From: Johannes Weiner <hannes@cmpxchg.org>
To: Ge Yang <yangge1116@126.com>
Cc: akpm@linux-foundation.org, linux-mm@kvack.org,
	linux-kernel@vger.kernel.org, stable@vger.kernel.org,
	21cnbao@gmail.com, david@redhat.com,
	baolin.wang@linux.alibaba.com, vbabka@suse.cz,
	liuzixing@hygon.cn
Subject: Re: [PATCH V7] mm, compaction: don't use ALLOC_CMA for unmovable allocations
Date: Tue, 17 Dec 2024 22:29:36 -0500	[thread overview]
Message-ID: <20241218032936.GB37530@cmpxchg.org> (raw)
In-Reply-To: <93cf1aee-70df-426f-a3c0-1db8068bd59a@126.com>

On Wed, Dec 18, 2024 at 10:15:06AM +0800, Ge Yang wrote:
> 
> 
> 在 2024/12/17 23:55, Johannes Weiner 写道:
> > Hello Yangge,
> > 
> > On Tue, Dec 17, 2024 at 07:46:44PM +0800, yangge1116@126.com wrote:
> >> From: yangge <yangge1116@126.com>
> >>
> >> Since commit 984fdba6a32e ("mm, compaction: use proper alloc_flags
> >> in __compaction_suitable()") allow compaction to proceed when free
> >> pages required for compaction reside in the CMA pageblocks, it's
> >> possible that __compaction_suitable() always returns true, and in
> >> some cases, it's not acceptable.
> >>
> >> There are 4 NUMA nodes on my machine, and each NUMA node has 32GB
> >> of memory.

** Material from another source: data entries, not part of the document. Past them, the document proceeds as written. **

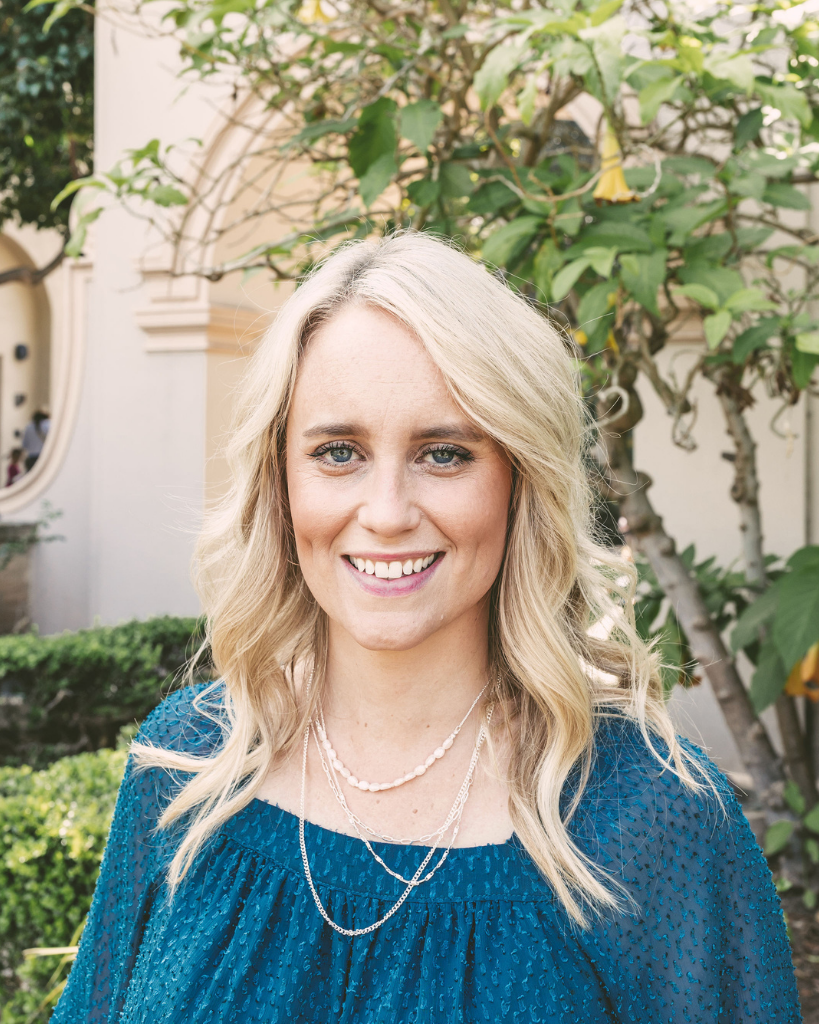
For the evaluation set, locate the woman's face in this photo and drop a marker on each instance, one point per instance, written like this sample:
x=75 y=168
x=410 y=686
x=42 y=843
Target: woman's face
x=399 y=503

I have configured 16GB of CMA memory on each NUMA node,
> >> and starting a 32GB virtual machine with device passthrough is
> >> extremely slow, taking almost an hour.
> >>
> >> During the start-up of the virtual machine, it will call
> >> pin_user_pages_remote(..., FOLL_LONGTERM, ...) to allocate memory.

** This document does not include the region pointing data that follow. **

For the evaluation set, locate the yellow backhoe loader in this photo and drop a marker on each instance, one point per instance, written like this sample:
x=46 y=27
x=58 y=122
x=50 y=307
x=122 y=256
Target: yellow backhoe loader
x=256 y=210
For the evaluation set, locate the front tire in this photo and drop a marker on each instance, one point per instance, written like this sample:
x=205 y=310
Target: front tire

> >> Long term GUP cannot allocate memory from CMA area, so a maximum
> >> of 16 GB of no-CMA memory on a NUMA node can be used as virtual
> >> machine memory. Since there is 16G of free CMA memory on the NUMA
> >> node, watermark for order-0 always be met for compaction, so
> >> __compaction_suitable() always returns true, even if the node is
> >> unable to allocate non-CMA memory for the virtual machine.
> >>
> >> For costly allocations, because __compaction_suitable() always
> >> returns true, __alloc_pages_slowpath() can't exit at the appropriate
> >> place, resulting in excessively long virtual machine startup times.
> >> Call trace:
> >> __alloc_pages_slowpath
> >>      if (compact_result == COMPACT_SKIPPED ||
> >>          compact_result == COMPACT_DEFERRED)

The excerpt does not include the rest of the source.